Baca berita tanpa iklan. Gabung Kompas.com+

Peraturan Tumpang Tindih, Pengembang Jakarta Bakal Terus Merugi

Kompas.com - 24/09/2014, 08:48 WIB
Arimbi Ramadhiani

Penulis

JAKARTA, KOMPAS.com - Kewajiban pengembang untuk membangun fasilitas sosial dan fasilitas umum setelah membangun properti komersial di DKI Jakarta, diatur dalam 2 peraturan. Peraturan tersebut adalah SK Gubernur dan UU Nomor 20 Tahun 2011.

Hal ini membuat para pengembang yang tergabung dalam asosiasi Real Estat Indonesia (REI) mempertanyakan peraturan yang berlaku dan wajib ditaati.
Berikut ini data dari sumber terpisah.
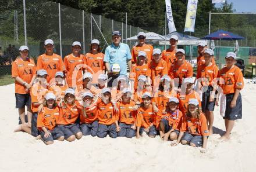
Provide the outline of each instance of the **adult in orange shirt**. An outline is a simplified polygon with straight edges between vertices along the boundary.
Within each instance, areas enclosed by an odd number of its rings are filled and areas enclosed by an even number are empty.
[[[202,98],[202,111],[205,114],[207,123],[209,123],[210,134],[213,133],[212,125],[214,120],[214,107],[218,98],[216,95],[217,85],[216,78],[219,68],[212,64],[214,52],[211,49],[206,49],[204,53],[205,63],[201,65],[197,69],[197,78],[198,87],[203,92]]]
[[[145,43],[146,35],[144,32],[138,32],[137,38],[138,45],[134,46],[131,49],[131,62],[134,64],[137,63],[137,57],[138,57],[138,52],[143,51],[146,53],[147,60],[150,63],[152,59],[153,46]]]
[[[180,102],[179,109],[183,114],[187,112],[187,107],[190,98],[196,98],[199,102],[199,108],[202,108],[200,96],[193,89],[194,80],[192,78],[184,79],[182,86],[182,91],[178,93],[177,97]]]
[[[37,58],[37,69],[45,69],[48,74],[47,82],[49,85],[54,83],[54,76],[58,71],[64,71],[65,65],[62,57],[54,53],[54,41],[47,39],[44,41],[45,53],[39,56]]]
[[[74,90],[67,89],[65,91],[64,101],[59,106],[59,118],[58,124],[64,134],[65,139],[73,141],[80,139],[83,133],[77,119],[81,113],[81,105],[75,100]]]
[[[37,127],[40,131],[41,138],[47,145],[54,143],[54,140],[64,140],[64,134],[57,126],[59,119],[59,108],[55,95],[48,93],[45,95],[45,103],[37,118]]]
[[[84,69],[93,75],[93,83],[97,83],[97,78],[99,74],[104,74],[105,63],[104,54],[101,52],[99,41],[93,39],[91,42],[90,52],[84,56]]]
[[[154,90],[159,86],[160,79],[163,75],[168,75],[167,64],[165,61],[162,59],[161,50],[155,49],[153,50],[153,58],[150,63],[150,68],[151,69],[152,84]]]
[[[176,60],[176,53],[177,50],[177,43],[178,43],[178,36],[172,35],[170,38],[170,47],[169,49],[163,50],[162,52],[162,58],[166,62],[167,69],[169,71],[172,64]]]
[[[176,56],[177,60],[169,71],[172,88],[176,85],[176,79],[179,79],[178,87],[180,87],[183,78],[192,77],[193,75],[192,65],[185,60],[185,51],[182,49],[177,49]]]
[[[177,142],[172,145],[176,145],[180,141],[183,145],[189,144],[193,147],[202,147],[200,152],[205,153],[209,132],[205,116],[199,108],[198,101],[195,98],[190,98],[187,111]],[[183,134],[185,131],[185,134]]]
[[[29,89],[36,76],[36,67],[34,60],[28,57],[29,47],[21,46],[20,56],[13,61],[12,77],[15,79],[16,108],[18,108],[21,124],[25,124],[25,105],[27,107],[27,125],[31,126],[32,111]]]
[[[204,51],[208,49],[207,43],[205,41],[200,42],[197,46],[197,52],[198,56],[197,57],[197,69],[199,67],[205,63],[205,60],[204,59]],[[212,64],[215,64],[215,61],[214,60],[214,57],[212,58],[211,62]]]
[[[226,141],[230,139],[230,133],[234,120],[242,118],[242,98],[240,90],[244,86],[243,74],[236,66],[236,55],[229,52],[226,56],[226,67],[219,71],[219,76],[224,83],[221,87],[226,96],[226,109],[223,119],[225,122],[226,133],[220,138]]]
[[[83,83],[84,55],[81,54],[81,43],[72,43],[72,53],[64,57],[66,80],[69,87],[76,88]]]
[[[147,78],[148,84],[151,85],[151,71],[148,64],[146,58],[147,54],[145,52],[140,51],[136,63],[133,65],[131,72],[129,76],[131,79],[131,88],[136,89],[138,86],[138,77],[140,75],[144,75]]]
[[[80,128],[83,136],[97,135],[99,124],[98,122],[98,109],[93,103],[94,95],[91,92],[85,92],[83,94],[83,109],[80,116]]]
[[[118,118],[119,123],[117,124],[120,127],[118,132],[118,137],[132,138],[136,134],[136,116],[138,106],[131,100],[132,97],[131,90],[128,88],[122,91],[122,101],[117,103],[119,108]]]
[[[137,111],[136,137],[139,138],[143,132],[145,132],[148,137],[154,138],[157,134],[157,114],[154,112],[151,104],[152,96],[146,92],[143,94],[142,99],[143,102]]]
[[[118,120],[116,111],[118,108],[116,103],[111,99],[109,88],[103,89],[102,94],[101,98],[97,103],[99,123],[97,136],[104,138],[108,134],[110,137],[115,138],[118,137],[117,131],[120,129],[116,122]]]
[[[162,112],[162,118],[160,120],[159,134],[160,138],[168,141],[177,140],[181,129],[183,114],[179,109],[179,100],[176,97],[170,97],[166,108]]]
Aturan tumpang tindih berpotensi membuat pengembang merugi.

"Jadi ada kewajiban hunian berimbang, sementara ada juga kewajiban yang diberlakukan sejak zaman dulu. Kalau dijumlahkan, berarti 40 persen kali luas, gak ada bisnis yang bisa menyerap itu," ujar Ketua DPD REI DKI 2014, Amran Nukman, saat jumpa pers di Sekretariat REI DKI Jakarta, Rasuna Office Park, Kuningan, Jakarta Selatan, Selasa (23/9/2014).
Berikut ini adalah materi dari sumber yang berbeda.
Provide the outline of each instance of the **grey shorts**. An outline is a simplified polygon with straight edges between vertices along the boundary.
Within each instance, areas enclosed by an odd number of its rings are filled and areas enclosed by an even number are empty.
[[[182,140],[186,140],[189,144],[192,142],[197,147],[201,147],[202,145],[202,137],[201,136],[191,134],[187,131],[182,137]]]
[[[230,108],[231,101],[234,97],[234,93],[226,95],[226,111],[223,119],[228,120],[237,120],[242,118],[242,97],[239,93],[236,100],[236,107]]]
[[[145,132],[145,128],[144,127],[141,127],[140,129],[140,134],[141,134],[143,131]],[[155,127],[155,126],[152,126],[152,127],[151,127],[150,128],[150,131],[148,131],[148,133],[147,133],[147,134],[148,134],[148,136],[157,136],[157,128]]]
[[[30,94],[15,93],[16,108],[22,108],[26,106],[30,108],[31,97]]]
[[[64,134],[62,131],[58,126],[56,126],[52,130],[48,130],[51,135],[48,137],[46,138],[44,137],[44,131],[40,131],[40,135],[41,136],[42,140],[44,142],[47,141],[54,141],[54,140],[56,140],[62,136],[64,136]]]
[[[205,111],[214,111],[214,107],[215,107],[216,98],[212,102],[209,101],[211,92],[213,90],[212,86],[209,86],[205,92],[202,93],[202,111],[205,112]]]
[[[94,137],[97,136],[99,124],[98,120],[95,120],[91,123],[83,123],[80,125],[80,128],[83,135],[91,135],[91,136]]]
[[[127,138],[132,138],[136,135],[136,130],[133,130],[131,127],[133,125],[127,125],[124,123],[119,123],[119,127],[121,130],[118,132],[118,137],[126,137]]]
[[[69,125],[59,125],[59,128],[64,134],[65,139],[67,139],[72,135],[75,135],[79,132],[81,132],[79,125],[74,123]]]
Amran menuturkan, sejak SK Gubernur Nomor 540 Tahun 1990 dikeluarkan, pengembang telah banyak melakukan pembangunan. Karena membangun kawasan komersial di DKI, para pengembang harus mengikuti aturan Pemprov. Pemprov pun selalu menagih kewajiban dari peraturan ini. Kemudian, keluar SK Gubernur Nomor 1934 tahun 2002 yang mengatur mengenai nilai kompensasinya.

Lalu, pada 2011, muncul UU Nomor 20 yang mengatur tentang rusun.

"Nah UU kan kedudukannya lebih tinggi daripada SK Gubernur. Berdasarkan hirarki perundang-undangan, kami harus patuh sama UU kan," kata Amran.

Ia mengeluh, akibat peraturan yang tumpang tindih ini, pengembang menjadi kebingungan dalam melaksanakan kewajibannya di Jakarta. Di daerah lain, pengembang hanya perlu mematuhi UU. Jika pengembang harus mengikuti semua peraturan tersebut, maka pengembang akan merugi.

"Pilihlah yang mana. Jangan dua-duanya. Berat buat kami. Kalau kami tidak ikuti UU, pidana nanti. Tolong yang jelaslah. Kita ini kan orang bisnis ya, asal jelas kami ikuti," pinta Amran.

Dia tidak ingin saat pengembang sudah mengikuti peraturan SK Gubernur Nomor 540 Tahun 1990 atau SK Gubernur Nomor 1934 tahun 2002, mereka masih ditanyakan kembali kewajiban yang tertuang dalam UU. Begitu juga sebaliknya.

"Kalau sudah menjalankan SK (Nomor) 540 sama dengan menjalankan UU. Tapi, kalimat itu belum ada," kata Amran.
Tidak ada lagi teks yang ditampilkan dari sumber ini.